A cena de um púlpito vazio no estúdio de televisão costuma ser um dos momentos mais simbólicos das campanhas eleitorais no Brasil. Longe de ser um mero conflito de agendas, o esvaziamento desses encontros responde a uma tática rigorosa de contenção de danos operada pelos comandos de campanha. Entender porque alguns candidatos decidem nao ir aos debates é compreender a própria matemática da disputa pelo poder: quem lidera as pesquisas de intenção de voto frequentemente escolhe o silêncio estratégico em vez de se expor a ataques coordenados de rivais que têm pouco a perder. É uma decisão que afeta diretamente o acesso do cidadão às propostas de governo e altera a dinâmica de prestação de contas na democracia.

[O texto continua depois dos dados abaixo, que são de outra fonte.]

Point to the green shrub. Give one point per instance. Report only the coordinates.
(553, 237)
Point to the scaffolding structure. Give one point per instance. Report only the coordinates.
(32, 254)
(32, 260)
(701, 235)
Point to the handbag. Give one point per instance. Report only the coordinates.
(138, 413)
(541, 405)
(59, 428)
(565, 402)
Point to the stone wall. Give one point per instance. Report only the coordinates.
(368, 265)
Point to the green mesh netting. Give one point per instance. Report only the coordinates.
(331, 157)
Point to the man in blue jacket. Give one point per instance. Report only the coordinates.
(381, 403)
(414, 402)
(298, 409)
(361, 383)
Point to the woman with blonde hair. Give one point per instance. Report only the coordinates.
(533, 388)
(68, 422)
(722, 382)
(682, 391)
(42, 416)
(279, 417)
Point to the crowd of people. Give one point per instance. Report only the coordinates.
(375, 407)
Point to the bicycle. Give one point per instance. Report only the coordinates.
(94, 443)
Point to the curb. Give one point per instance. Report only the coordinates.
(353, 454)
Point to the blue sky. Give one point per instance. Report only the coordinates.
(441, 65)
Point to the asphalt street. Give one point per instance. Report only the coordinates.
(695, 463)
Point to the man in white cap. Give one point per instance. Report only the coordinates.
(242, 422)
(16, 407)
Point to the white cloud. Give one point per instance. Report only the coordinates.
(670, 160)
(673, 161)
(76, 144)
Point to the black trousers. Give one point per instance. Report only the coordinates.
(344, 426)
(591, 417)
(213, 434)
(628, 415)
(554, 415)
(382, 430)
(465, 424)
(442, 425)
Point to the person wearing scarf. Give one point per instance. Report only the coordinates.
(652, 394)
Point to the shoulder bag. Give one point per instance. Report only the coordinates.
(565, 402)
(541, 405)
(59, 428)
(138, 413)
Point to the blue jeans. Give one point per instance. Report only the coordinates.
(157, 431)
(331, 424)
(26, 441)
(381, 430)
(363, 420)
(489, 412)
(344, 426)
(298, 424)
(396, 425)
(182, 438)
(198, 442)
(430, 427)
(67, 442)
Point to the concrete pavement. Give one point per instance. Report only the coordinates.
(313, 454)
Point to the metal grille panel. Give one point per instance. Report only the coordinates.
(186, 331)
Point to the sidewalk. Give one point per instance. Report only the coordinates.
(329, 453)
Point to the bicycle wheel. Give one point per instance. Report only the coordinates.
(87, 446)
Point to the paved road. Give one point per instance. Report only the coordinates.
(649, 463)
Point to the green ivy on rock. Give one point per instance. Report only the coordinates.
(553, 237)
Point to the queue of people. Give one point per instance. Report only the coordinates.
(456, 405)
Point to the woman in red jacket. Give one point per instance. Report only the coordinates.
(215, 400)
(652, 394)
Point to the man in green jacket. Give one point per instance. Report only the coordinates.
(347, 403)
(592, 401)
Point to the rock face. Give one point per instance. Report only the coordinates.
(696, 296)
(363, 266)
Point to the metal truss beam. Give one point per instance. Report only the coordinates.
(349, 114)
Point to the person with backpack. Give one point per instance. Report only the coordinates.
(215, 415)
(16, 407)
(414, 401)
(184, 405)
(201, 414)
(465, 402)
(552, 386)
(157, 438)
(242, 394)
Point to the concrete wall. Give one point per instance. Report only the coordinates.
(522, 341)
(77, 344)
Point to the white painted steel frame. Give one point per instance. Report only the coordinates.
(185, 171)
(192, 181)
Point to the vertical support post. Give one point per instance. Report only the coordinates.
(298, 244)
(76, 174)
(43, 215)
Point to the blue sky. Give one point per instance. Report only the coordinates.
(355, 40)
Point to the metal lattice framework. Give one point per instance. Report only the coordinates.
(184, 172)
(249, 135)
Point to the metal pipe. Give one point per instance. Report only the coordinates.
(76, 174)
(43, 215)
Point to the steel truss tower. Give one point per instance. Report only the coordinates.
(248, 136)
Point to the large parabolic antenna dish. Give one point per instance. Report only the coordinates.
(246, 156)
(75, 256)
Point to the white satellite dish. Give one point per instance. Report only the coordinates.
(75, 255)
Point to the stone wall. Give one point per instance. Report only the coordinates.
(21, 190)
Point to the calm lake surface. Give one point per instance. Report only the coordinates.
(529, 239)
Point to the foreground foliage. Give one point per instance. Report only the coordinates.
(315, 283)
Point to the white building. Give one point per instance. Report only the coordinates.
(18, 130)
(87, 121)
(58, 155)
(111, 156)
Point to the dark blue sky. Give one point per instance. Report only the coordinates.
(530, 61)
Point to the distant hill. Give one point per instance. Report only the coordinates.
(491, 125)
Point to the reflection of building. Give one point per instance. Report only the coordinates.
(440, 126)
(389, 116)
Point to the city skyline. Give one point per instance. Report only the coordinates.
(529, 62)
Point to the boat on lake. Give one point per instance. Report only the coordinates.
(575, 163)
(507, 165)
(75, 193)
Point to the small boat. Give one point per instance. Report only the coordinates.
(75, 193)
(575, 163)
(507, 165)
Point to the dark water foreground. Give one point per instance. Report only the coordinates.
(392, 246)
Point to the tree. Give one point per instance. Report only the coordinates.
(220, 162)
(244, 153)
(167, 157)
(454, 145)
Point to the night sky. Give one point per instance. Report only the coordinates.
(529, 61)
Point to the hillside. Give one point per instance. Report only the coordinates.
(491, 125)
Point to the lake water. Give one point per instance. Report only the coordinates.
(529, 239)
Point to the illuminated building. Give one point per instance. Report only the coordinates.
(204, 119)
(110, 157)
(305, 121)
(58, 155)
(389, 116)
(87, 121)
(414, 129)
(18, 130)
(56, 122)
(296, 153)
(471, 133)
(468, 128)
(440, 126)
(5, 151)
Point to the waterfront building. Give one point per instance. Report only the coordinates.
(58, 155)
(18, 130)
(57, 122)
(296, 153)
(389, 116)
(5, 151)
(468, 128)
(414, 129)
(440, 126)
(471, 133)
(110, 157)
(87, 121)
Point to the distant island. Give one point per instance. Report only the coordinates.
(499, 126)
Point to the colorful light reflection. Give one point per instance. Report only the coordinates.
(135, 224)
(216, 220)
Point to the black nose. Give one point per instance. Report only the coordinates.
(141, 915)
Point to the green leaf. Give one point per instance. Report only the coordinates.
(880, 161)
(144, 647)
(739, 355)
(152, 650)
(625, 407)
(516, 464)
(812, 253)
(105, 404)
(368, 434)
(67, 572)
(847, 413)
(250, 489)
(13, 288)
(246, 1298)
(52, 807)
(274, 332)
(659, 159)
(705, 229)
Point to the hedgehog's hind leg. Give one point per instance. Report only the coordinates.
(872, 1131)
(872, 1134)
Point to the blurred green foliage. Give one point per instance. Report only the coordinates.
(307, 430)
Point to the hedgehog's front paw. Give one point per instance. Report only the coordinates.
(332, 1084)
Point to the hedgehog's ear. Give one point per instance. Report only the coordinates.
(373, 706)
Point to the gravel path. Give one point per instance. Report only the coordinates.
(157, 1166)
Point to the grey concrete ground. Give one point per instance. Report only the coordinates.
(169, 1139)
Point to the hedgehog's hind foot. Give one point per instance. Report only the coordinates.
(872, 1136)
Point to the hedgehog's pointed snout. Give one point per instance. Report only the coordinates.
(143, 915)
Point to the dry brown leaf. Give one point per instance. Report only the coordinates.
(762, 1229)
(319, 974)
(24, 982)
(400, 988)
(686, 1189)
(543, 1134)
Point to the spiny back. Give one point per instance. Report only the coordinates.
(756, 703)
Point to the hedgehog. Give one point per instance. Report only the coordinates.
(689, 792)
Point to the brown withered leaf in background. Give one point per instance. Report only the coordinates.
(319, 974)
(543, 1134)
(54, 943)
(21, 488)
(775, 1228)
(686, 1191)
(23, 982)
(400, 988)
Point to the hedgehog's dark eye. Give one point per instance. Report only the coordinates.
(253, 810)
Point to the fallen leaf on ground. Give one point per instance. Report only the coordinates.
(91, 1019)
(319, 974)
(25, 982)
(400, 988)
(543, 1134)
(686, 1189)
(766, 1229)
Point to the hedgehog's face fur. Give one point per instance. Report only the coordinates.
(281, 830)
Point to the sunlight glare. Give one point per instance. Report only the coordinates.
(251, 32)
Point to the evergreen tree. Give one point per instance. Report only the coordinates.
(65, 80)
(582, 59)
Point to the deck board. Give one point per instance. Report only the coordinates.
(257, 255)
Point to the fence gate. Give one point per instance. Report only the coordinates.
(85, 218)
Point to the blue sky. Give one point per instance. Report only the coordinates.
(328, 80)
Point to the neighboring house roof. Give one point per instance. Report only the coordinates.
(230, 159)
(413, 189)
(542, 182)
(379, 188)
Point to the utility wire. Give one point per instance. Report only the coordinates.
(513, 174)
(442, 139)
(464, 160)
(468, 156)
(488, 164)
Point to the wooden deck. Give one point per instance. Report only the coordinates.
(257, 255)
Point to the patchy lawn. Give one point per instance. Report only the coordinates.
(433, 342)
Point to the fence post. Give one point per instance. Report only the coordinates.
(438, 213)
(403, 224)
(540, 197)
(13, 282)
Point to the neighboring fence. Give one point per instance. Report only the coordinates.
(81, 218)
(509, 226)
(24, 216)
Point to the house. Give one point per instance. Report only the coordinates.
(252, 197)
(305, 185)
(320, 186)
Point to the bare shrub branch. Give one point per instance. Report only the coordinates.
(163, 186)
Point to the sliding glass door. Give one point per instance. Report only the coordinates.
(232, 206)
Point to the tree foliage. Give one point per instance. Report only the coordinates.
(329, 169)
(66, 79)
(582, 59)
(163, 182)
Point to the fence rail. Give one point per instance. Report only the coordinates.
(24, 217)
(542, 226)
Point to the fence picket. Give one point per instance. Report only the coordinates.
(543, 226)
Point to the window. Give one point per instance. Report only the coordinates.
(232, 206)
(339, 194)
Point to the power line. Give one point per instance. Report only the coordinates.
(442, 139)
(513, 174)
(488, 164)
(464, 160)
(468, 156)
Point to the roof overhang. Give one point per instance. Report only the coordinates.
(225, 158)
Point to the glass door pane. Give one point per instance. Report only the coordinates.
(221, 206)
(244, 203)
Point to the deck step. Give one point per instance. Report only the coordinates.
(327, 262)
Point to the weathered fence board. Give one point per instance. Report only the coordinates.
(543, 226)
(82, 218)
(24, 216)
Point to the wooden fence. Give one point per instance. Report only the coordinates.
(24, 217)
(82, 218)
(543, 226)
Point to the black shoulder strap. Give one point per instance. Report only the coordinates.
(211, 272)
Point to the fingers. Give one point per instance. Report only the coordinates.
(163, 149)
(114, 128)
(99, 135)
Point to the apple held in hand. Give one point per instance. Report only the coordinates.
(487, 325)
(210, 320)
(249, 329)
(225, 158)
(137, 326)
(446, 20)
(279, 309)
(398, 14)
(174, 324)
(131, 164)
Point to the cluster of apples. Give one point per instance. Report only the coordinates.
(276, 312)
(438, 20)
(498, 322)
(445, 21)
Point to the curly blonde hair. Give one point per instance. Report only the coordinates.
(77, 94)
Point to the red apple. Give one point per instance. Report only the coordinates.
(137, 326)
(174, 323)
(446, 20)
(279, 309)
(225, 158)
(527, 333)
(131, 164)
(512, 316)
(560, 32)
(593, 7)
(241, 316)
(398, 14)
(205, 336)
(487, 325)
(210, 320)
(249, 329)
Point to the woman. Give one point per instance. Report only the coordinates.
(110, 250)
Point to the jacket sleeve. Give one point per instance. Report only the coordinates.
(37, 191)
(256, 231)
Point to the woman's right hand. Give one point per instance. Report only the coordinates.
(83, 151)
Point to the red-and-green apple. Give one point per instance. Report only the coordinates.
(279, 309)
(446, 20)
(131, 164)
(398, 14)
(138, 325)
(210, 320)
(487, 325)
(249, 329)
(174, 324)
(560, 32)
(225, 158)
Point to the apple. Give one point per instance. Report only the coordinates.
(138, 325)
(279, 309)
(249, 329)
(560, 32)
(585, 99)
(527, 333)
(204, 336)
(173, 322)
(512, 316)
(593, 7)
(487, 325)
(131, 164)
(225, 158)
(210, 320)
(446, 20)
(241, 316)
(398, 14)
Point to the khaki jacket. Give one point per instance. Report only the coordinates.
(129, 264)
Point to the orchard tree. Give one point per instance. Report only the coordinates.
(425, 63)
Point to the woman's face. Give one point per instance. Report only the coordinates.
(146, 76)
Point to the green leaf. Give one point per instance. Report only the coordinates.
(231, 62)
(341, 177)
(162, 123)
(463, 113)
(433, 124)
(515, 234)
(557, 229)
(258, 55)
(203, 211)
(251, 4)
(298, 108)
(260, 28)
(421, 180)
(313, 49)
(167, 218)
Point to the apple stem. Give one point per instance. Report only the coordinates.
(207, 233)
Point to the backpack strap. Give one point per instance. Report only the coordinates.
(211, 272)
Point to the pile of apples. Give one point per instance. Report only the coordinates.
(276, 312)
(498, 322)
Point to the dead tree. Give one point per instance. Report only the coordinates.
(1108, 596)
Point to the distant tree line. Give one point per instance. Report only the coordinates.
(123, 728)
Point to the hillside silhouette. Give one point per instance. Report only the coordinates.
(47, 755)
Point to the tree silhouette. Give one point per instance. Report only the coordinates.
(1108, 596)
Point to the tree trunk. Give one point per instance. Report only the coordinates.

A tradição da cadeira vazia no jogo eleitoral
A recusa em comparecer aos confrontos televisionados não é um fenômeno recente na Nova República. A história política brasileira mostra que a ausência é quase uma regra não escrita para políticos que tentam a reeleição com ampla vantagem nas pesquisas. O marco dessa estratégia ocorreu em 1998, quando o então presidente Fernando Henrique Cardoso (PSDB) optou por não participar dos encontros de primeiro turno. A justificativa oficial envolvia incompatibilidade de agenda e a liturgia do cargo, mas o objetivo real era congelar o cenário eleitoral que lhe era amplamente favorável.
Oito anos depois, em 2006, Luiz Inácio Lula da Silva (PT) repetiu a exata mesma manobra ao buscar seu segundo mandato.